While ooTunes is feature rich, some may find its execution of these features needing some polish. In some areas, the app at times felt "heavy" and less responsive than its counterparts. For example, using a 3G connection, it took ooTunes 20 seconds to fully buffer and play a station streaming at 32 Kbps on my iPhone 3G; this same station loaded in 10 seconds using Wunder Radio. At times, this became frustrating. This aside, ooTunes provides an appeal to those who desire a feature rich audio streaming app.
ESPN Radio [iTunes link] - $2.99
Don't WunderRadio and ooTunes already provide access to ESPN Radio affiliates? Yes, they both do. But the ESPN Radio app isn't just an audio streaming app. That's because, in addition to providing access to the streams of ESPN Radio affiliates, there's background streaming support and on-demand access to the audio version SportsCenter (updated every 20 minutes) as well as PodCenter, a directory of ESPN podcasts that include the very Bill Simmons.
While you're listening to your desired ESPN Radio show, you can also read the latest happenings around the sports world via the ticker, which is conveniently placed at the bottom of the screen.
Although audio streaming of ESPN Radio shows is, for the most part, accessible on both iPhone apps as well as via a desktop/notebook computer browser, sometimes it's not possible to stream live college football games -- due to rights issues. For example, while I was able to listen to the Ohio State-USC football game on my local ESPN Radio affiliate using my car radio, I wasn't able to on either WunderRadio and ooTunes. The ESPN Radio app solves this problem by providing streams of selected college football games.
As the ESPN Radio app is ESPN- and sports-centric, it obviously only has ESPN Radio content. So if sports don't float your boat, this isn't the app for you. But for the sports fan, it's a listening paradise.
Radio revolution: Pandora, Last.fm and Slacker
So throwing Pandora [iTunes link], Last.fm [iTunes link] and Slacker Radio [iTunes link] into the mix really adds up to seven apps. Yes, but because they're essentially part of the same genre and ecosystem of streaming audio stations, I figured I'd group them as one. The promise of each of them is to get in tune with your listening likes and dislikes via user interaction, and play more of what you like. Although the end goal of each service is similar, how they arrive at their conclusions is different. Each has their relative strengths and weaknesses, and whether or not you like these respective services will likely depend on how well their algorithm corresponds to your listening tastes.
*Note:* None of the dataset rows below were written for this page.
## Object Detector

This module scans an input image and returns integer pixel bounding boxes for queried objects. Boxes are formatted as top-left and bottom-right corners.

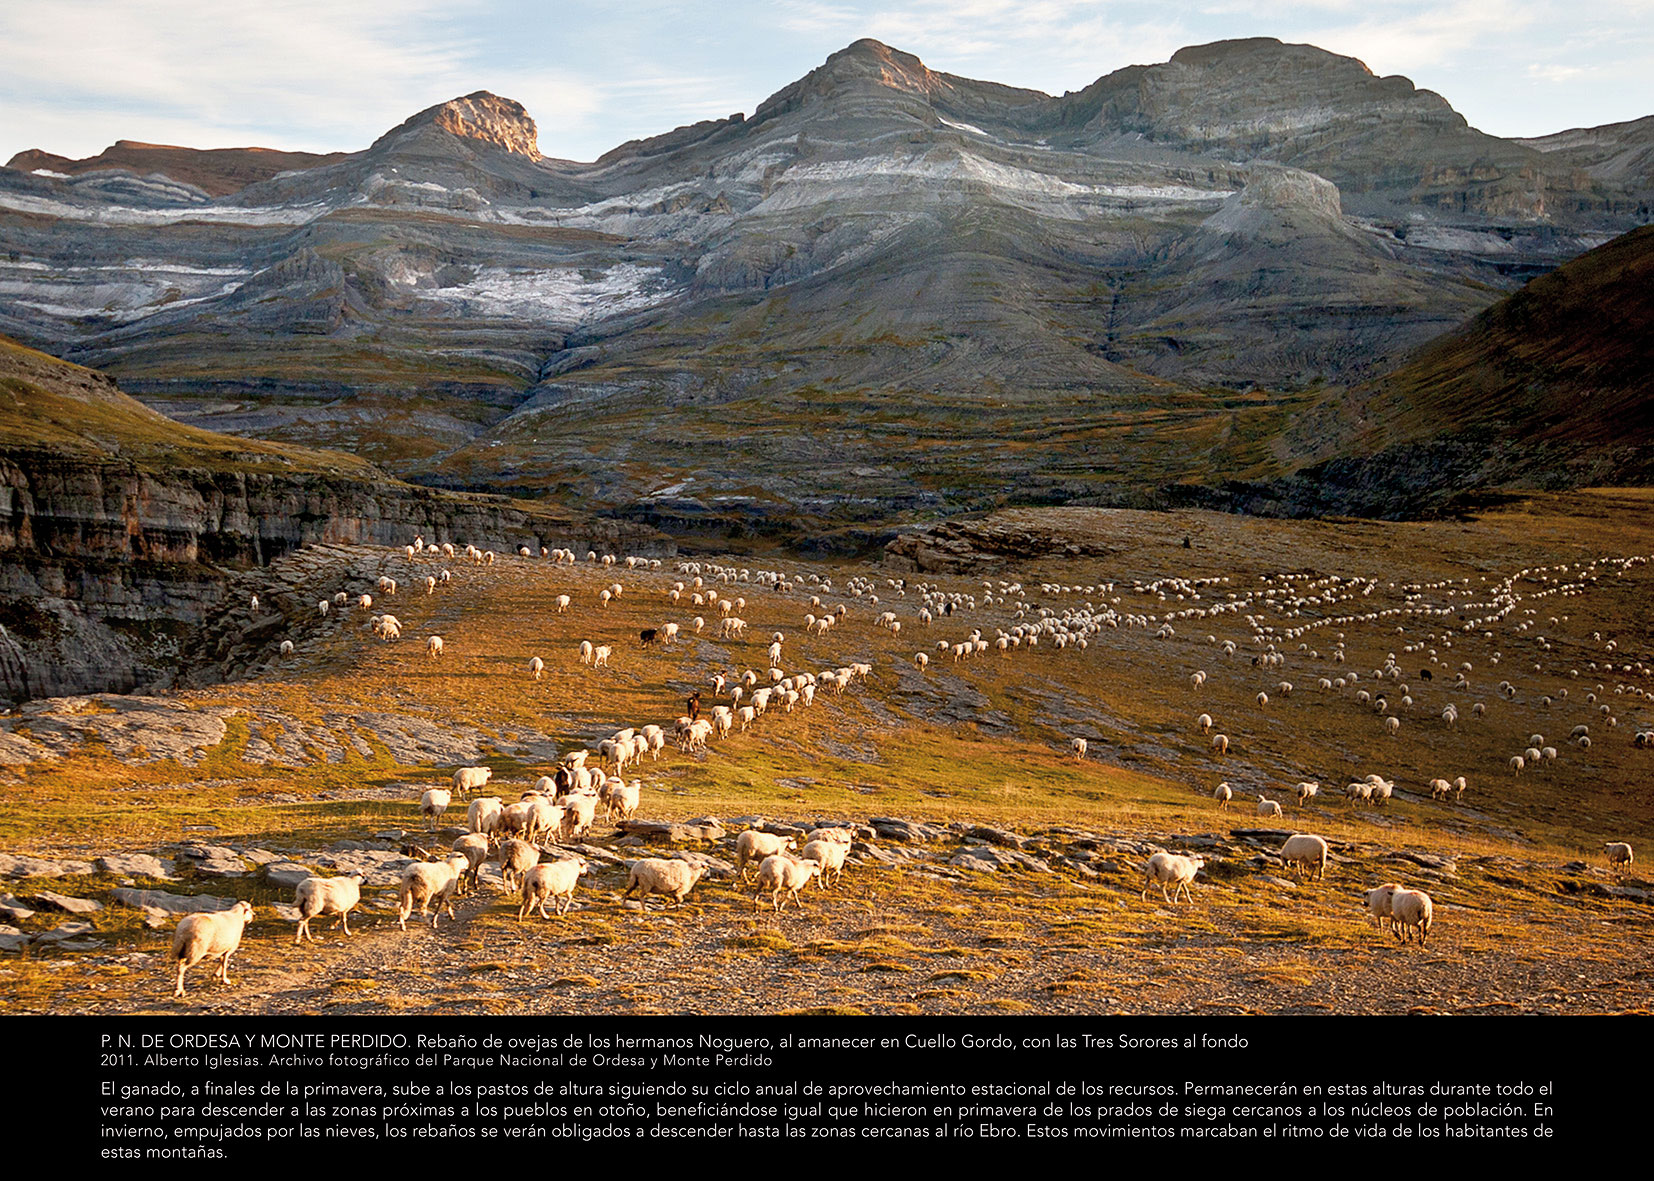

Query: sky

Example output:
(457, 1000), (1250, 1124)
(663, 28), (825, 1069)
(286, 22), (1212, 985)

(2, 0), (1651, 165)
While Slacker may not be as well-known as Pandora and Last.fm, I've found its musical selection aligns well with my listening palette. Nonetheless, each of the three are good in their own right. And each is free, so download away.
As can be seen, each audio streaming app has its relative strengths and weaknesses. While radio audiences have become more fragmented, the iPhone provides them with more accessibility to their format or formats of choice. And just as a one-size-fits-all radio station doesn't exist, neither does a one-size-fits-all audio streaming app.